IDB seeks increased interest on loan for fuel oil import
December 28, 2008 00:00:00
M Azizur Rahman
Jeddah-based Islamic Development Bank (IDB) has sought an increase of premium by 3.25 per cent for providing Bangladesh Petroleum Corporation (BPC) around US$ 1.0 billion to import fuel from the international market, officials said Saturday.
The Islamic Trade Finance Corporation (ITFC), a newly established window of the IDB to deal with trade financing, offered its new rate of LIBOR plus 5.0 per cent instead of the current LIBOR plus 1.75 per cent when a Bangladeshi delegation visited the IDB headquarter last week.
"The ITFC has offered us the LIBOR (London Interbank Offered Rates) plus 5.0 per cent to provide the BPC $800 million for the next year," energy secretary Mohammad Mohsin who led the three-member Bangladesh delegation told the FE.

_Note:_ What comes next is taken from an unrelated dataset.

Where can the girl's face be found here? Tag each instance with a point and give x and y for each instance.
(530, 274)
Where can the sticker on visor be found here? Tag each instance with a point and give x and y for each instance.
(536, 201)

With the addition of IDB's new premium, the rate would rise to around 7.0 per cent as the LIBOR rate is now hovering around 2.0 per cent.
"We did not accept the new mark-up rate as it was too high compared to the previous rates," the energy secretary said.
Bangladesh sought the rate fixed at 5.5 per cent shifting from its LIBOR-based rate in line with a previous IDB proposal, Mr Mohsin said.
The IDB in October 2008 had proposed to set a fixed mark-up rate of 5.5 per cent shifting from its LIBOR-based rate when the LIBOR rate was on the decline.
The energy ministry was, however, indifferent to the IDB proposal that had prompted the multilateral donor agency backtrack from its proposal.
During its tour to Jeddah the Bangladeshi delegation also held meeting with the IDB's core officials and with the top executives of the Islamic Corporation of Investment and Export Credits (ICIEC), another IDB's arm to provide guarantee against international trade.
"We sought $200 million from the IDB at lower mark-up rate to facilitate the BPC import petroleum products from the international market," the energy secretary informed this correspondent.
The IDB normally provide funds at lower rates, which would be far below the ITFC offered mark-up rate, Mr Mohsin said.
"Altogether from both the ITFC and the IDB we preferred obtaining $1.5 billion," he said.
Before establishment of the ITFC, the IDB was the main credit provider for the country to import fuel.
During the meeting with the ICIEC the two sides discussed the guarantee issue with the letters of credit (L/C) opening banks especially of the state-owned commercial banks (SCBs).
The ICIEC has agreed in principle to provide guarantee to local banks to facilitate fuel import against payment of commission.
"We have discussed with the ICIEC about the recent stringent conditions of the Kuwait Petroleum Corporation (KPC)," said the energy secretary.
The KPC, the major fuel supplier for the country, is now favouring L/C opening by foreign banks though it used to allow L/Cs of local banks before.
It refused at least eight shipments of fuel from April 2008 to December 2008, due to what it said improper L/C.
The decision over the mark-up rate, the amount of credit and commission rate of the ICEIC would be settled by January next, said the BPC chairman Anwarul Karim, who accompanied the energy secretary during the tour."
An IDB delegation having representations from the ITFC and the ICIEC is due to visit the country next month, he added.